Teleportation breaks new ground

16 Jun 2004 Isabelle Dumé

Physicists in Austria and the US have independently demonstrated quantum teleportation with atoms for the first time. Until now, teleportation had only ever been observed with photons. The results could represent a major step towards building a large-scale quantum computer.

Quantum teleportation

In quantum teleportation, the sender, normally called Alice, instantaneously transfers information about the quantum state of a particle to a receiver called Bob. The uncertainty principle means that Alice cannot know the exact state of her particle. However, another feature of quantum mechanics called “entanglement” means that she can teleport the state to Bob.

Entanglement allows particles to have a much closer relationship than is possible in classical physics.
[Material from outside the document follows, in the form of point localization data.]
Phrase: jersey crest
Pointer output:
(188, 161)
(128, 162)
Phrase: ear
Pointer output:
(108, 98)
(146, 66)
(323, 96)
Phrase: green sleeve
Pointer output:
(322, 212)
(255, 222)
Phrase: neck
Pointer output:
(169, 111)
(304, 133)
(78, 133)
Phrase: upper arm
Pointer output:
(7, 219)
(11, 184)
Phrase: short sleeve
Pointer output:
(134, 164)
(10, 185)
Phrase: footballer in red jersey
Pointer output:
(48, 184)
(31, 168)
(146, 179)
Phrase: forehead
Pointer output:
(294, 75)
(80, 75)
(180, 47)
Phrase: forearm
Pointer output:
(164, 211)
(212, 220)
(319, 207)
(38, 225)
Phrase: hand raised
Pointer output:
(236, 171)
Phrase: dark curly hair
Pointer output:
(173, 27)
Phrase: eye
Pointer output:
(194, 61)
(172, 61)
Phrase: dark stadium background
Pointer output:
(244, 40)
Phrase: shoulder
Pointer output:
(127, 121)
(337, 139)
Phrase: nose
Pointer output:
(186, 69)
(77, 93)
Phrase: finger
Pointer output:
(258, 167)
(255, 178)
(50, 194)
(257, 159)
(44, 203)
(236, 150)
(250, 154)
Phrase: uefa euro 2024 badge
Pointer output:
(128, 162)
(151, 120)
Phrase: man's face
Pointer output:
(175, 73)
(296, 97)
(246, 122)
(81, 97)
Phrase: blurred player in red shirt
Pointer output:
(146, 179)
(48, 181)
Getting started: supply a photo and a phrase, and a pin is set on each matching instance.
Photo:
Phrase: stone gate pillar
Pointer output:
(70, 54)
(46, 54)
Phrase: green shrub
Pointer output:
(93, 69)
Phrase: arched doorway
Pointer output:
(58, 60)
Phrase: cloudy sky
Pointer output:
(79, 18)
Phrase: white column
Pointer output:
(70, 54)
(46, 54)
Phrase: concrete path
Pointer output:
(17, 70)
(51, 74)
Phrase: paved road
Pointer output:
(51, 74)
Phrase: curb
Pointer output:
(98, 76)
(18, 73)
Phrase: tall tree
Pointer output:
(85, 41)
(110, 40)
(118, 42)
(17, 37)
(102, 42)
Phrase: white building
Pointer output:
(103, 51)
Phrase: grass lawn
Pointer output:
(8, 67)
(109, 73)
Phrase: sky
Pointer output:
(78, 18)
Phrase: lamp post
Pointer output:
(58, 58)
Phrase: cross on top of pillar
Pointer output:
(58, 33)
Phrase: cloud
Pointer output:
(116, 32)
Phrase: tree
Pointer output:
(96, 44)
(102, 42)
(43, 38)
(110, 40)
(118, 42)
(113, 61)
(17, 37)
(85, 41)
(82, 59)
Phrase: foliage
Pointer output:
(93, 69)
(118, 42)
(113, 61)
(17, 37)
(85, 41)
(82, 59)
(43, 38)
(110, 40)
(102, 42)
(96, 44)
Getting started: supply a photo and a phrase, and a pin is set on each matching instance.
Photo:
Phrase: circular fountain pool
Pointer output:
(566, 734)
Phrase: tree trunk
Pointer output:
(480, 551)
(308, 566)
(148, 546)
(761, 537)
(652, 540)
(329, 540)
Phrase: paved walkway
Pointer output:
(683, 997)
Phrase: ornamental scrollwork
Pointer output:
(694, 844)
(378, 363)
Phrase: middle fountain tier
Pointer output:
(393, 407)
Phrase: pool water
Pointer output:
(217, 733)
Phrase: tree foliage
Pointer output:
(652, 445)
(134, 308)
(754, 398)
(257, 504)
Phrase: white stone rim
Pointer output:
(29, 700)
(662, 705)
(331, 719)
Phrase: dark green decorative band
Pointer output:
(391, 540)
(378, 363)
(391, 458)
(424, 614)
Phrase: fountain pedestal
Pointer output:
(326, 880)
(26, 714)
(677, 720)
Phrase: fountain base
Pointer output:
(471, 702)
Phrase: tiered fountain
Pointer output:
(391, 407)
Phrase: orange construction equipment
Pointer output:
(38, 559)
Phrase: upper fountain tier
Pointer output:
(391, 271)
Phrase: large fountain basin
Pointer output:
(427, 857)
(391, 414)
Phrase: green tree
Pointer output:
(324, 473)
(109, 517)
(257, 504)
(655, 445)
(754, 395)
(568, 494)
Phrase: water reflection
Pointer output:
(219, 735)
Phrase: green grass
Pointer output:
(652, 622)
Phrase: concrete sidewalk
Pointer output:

If two particles are entangled, we can know the state of one particle by measuring the state of the other. For example, two particles can be entangled such that the spin of one particle is always “up” when the spin of the other is “down”, and vice versa. An additional feature of quantum mechanics is that the particle can exist in a superposition of both these states at the same time.

David Wineland and colleagues from the National Institute of Standards and Technology (NIST) in Colorado began by creating a superposition of spin up and spin down states in a single trapped beryllium ion (Nature 429 737). Using laser beams, they teleported these quantum states to a second ion with the help of a third, auxiliary ion (see figure). The NIST technique relied on being able to move the ions within the trap.

Meanwhile, Rainer Blatt and co-workers at the University of Innsbruck performed a similar experiment using trapped calcium ions (Nature 429 734). However, rather than moving the ions, they “hide” them in a different internal state.

The success of a teleportation experiment is judged by its fidelity value — a figure of merit that shows how faithfully the quantum state of the first system has been reproduced in the second system. Both the Innsbruck and NIST groups achieved fidelity values of around 75%. By comparison, approaches that do not use entanglement cannot achieve fidelity values above 66.6%.

“Teleporting the quantum state of an atom is important and exciting for scaling up quantum computers,” Blatt told PhysicsWeb. “It can be applied to distributed quantum information processing, and together with interfacing techniques — which are still under investigation — for networking between different nodes in a quantum computer.”